Even web media were once novelties—we recall a competitor’s column, ‘Chic Happens’, which took on a life of its own. Its gossip authors were fêted by the New York fashion industry at the turn of the century. Hint, the brilliant web magazine helmed by Lee Carter, was a perfect place for the column, thanks to smart design and an understanding of the medium. While Hint continues, ‘Chic Happens’ is another throwback to an earlier generation.

Fashion labels really need to re-evaluate how they promote, and it must involve real-world experiences and real-world media. Fashion shows are not necessarily big-budget affairs: they can be intimate gatherings of existing clients. For new labels, friends will be the first promoters. Of course, they will use social media as well to tell their friends, but at least this isn’t done at a level that almost feels automated. If a regular Instagram user posts about her daily life, then it’s going to be quite special when she posts about an event she attended. It’s all the more real. Contrast this to an influencer where every post is promotional, or shot at a beach or some holiday spot.

You want a genuine story told by people who are enthusiastic about what you do.

Fashion media, big and small, help tell the story, too. What better than something written up by a professional, letting the story have its own life with angles that you might not have foreseen? Or hiring a public relations’ expert who knows enough people who will love your work. Advertising, of course, will get you even further when it comes to visibility. Its role, as us advertising guru Bob Hoffman puts it, is to make a brand famous.
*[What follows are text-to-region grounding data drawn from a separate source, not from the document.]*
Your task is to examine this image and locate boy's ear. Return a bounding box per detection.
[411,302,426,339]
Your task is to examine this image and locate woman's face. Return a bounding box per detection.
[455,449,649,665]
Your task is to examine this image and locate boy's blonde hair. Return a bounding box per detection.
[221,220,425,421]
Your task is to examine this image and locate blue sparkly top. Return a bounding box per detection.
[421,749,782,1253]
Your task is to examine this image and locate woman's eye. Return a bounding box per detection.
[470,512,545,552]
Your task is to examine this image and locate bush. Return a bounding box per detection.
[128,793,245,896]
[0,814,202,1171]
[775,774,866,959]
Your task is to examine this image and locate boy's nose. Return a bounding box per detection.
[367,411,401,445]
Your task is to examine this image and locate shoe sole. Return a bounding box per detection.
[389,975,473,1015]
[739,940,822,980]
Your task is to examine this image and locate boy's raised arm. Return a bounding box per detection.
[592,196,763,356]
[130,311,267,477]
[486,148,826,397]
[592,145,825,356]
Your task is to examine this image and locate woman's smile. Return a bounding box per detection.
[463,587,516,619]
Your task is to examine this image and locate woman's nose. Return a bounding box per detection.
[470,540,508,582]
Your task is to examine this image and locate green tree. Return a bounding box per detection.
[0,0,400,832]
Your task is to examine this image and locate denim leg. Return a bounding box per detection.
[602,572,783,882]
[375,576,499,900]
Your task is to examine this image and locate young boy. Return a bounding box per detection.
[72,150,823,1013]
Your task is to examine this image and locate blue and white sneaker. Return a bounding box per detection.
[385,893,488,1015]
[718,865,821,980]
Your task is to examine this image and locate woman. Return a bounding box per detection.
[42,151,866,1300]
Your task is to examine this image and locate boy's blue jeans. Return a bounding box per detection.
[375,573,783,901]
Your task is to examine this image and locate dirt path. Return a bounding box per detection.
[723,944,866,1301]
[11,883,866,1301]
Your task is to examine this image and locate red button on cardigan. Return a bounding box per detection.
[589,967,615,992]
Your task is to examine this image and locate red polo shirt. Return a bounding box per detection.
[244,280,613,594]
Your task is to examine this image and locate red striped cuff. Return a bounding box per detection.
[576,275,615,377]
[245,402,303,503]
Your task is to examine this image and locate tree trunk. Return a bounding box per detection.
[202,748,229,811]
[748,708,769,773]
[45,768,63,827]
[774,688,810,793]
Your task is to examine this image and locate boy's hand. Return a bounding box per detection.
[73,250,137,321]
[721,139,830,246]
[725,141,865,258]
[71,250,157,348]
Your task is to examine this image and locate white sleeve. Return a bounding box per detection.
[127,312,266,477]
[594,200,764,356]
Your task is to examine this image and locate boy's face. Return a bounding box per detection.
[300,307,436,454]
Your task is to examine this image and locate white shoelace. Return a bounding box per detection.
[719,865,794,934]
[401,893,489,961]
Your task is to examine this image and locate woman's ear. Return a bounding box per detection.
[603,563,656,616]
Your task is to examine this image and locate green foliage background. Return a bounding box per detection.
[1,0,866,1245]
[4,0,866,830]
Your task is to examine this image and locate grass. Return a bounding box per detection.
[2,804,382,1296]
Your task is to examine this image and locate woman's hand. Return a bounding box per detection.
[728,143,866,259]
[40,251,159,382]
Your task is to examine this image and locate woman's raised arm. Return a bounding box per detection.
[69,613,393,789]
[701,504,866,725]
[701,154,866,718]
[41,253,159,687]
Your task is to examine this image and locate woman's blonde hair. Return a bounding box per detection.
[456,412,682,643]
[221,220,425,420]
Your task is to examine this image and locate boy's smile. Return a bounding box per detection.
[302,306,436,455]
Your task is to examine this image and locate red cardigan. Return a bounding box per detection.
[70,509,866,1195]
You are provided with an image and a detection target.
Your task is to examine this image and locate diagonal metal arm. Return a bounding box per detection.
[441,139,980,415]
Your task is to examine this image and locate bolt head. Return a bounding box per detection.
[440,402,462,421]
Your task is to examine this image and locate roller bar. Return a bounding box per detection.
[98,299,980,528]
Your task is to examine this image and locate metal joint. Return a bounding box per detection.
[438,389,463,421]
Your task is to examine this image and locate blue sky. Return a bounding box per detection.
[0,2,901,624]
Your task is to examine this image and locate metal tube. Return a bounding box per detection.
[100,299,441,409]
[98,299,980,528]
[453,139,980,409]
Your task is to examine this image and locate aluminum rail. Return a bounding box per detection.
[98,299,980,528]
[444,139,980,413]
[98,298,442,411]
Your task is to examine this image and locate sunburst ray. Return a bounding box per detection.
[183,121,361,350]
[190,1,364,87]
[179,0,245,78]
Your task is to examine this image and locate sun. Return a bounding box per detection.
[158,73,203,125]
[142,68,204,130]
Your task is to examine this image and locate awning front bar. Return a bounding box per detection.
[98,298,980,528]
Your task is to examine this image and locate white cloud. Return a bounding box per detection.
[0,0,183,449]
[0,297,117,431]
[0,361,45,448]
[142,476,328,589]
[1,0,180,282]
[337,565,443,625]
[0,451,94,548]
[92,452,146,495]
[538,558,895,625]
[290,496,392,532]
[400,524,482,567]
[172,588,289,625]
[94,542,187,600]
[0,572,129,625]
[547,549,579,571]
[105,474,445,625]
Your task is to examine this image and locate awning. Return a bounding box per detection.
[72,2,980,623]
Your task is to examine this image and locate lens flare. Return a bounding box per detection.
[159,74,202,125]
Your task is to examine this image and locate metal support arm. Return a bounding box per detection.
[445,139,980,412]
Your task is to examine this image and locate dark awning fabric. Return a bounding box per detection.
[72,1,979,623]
Hoffman himself writes of the top brands such as Apple and Nike: ‘The main advertising influence on their success is fame. As you’ll see, I believe the most probable driver of brand success—and the central principle of communication that we advertisers can control—is fame. Not brand meaning, or relationship building, or brand purpose or any of the other fantasies that the advertising and marketing industry has concocted.’ He cites other examples, e.g. why some actors can get seven-figure sums (or more) in movies while others of equal talent get nothing?

And getting fame for a brand in amongst a sea of influencers, human or virtual, is not a very prudent game.
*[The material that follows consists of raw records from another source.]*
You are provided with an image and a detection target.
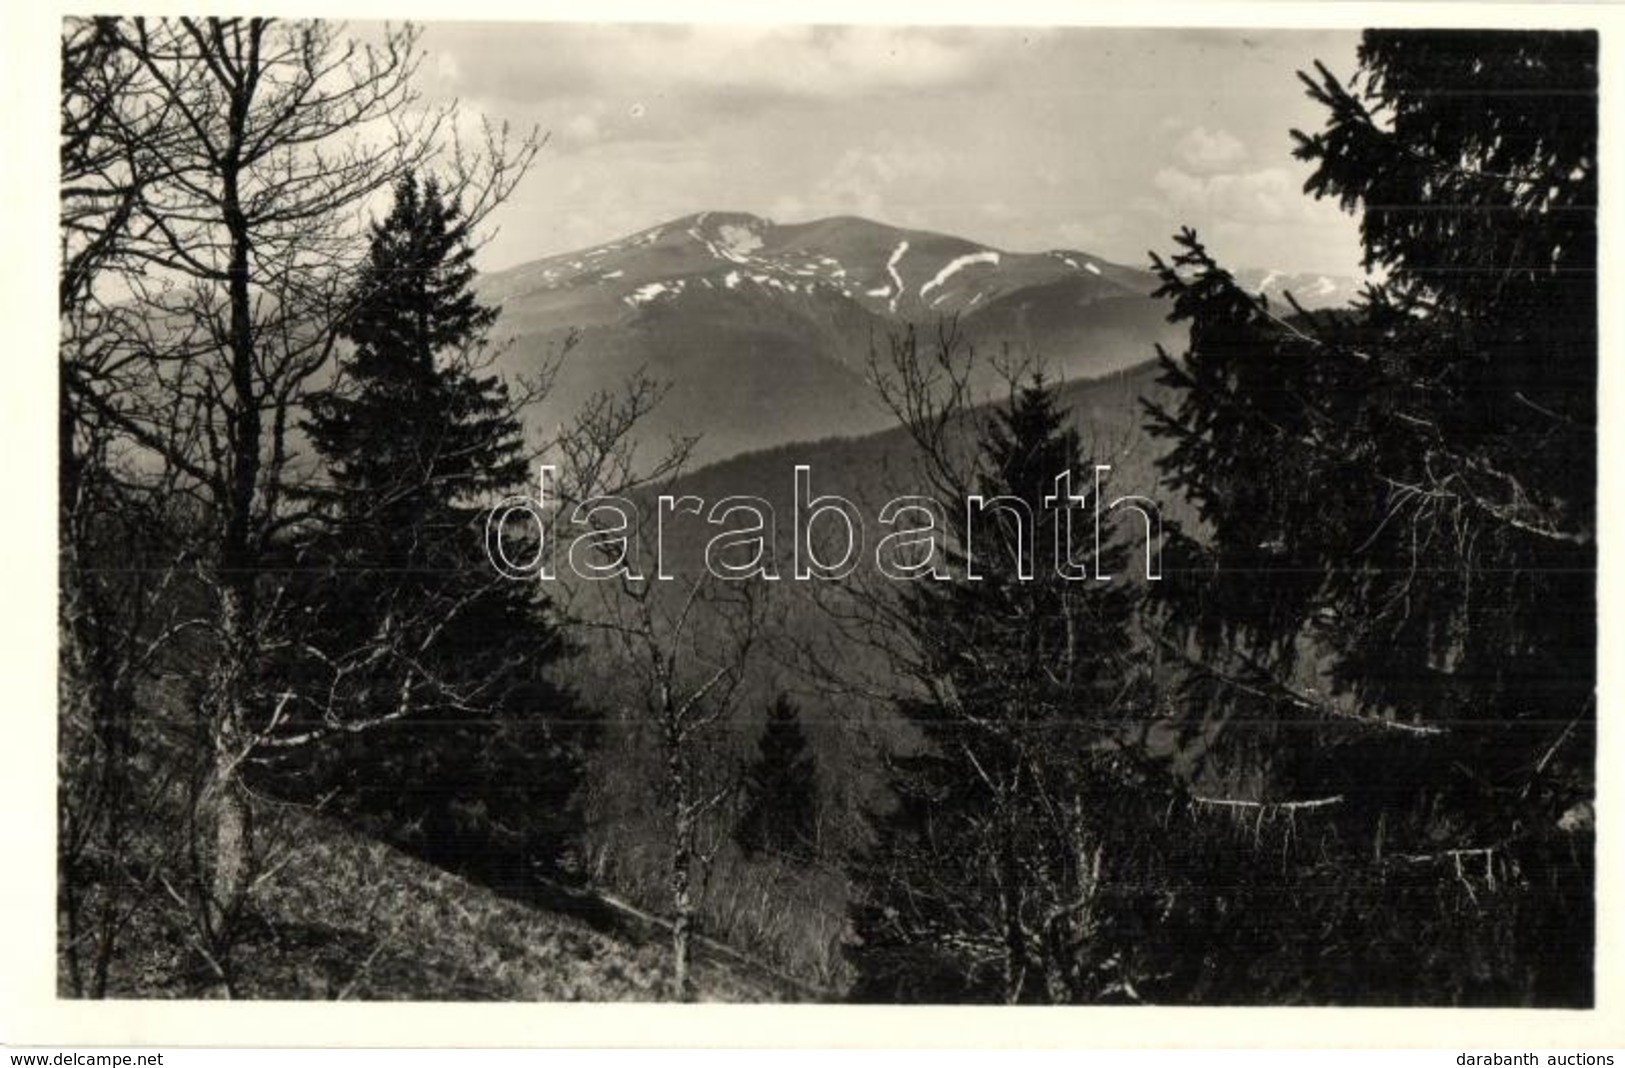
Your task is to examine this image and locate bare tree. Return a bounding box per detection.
[58,16,203,996]
[544,393,764,998]
[589,571,765,998]
[58,16,537,993]
[789,322,1177,1002]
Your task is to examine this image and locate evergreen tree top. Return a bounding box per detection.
[302,168,527,538]
[342,171,499,377]
[979,375,1086,508]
Not everyone can afford advertising, but if you’re in the right industry, there is joy to doing something meaningful, or making something wonderful. If others talk about it—that could generate fame. We’re not talking about something happening viral overnight, but a constant, sustained, long-term effort on making good things that others will value, cherish, or spread the word about. You don’t need influencers for that, just believable parties that others have real engagement with. And again we come back to individuals or fashion media, or pr professionals who aren’t reliant solely on influencers. Many of our story leads come from PR firms.

Sometimes, it’ll pique the interest of someone who can make your brand viral. Barack Obama was a senator only known by some—till actor George Clooney publicly mentioned him during the us Democratic primaries in 2007. All of a sudden, Hillary Clinton was no longer the anointed front-runner.

His successor, Donald Trump, rode the wave of a TV show that helped cement a reputation that he had been building for decades before.

Other times, those magic moments might not happen. But if you are doing something you love, should it matter, as long as it’s sustaining you and your family, and brings you joy?

It’s only right to get word out and be proud of what you create. But it must be prudential. We had our Zeitgeist column on the fall of the influencer many years ago. We’ve seen little to convince us that things have changed. Sometimes you need to go back to tried-and-trusted methods that have worked for far longer than fleeting phenomena. •
 
Jack Yan is founder and publisher of Lucire.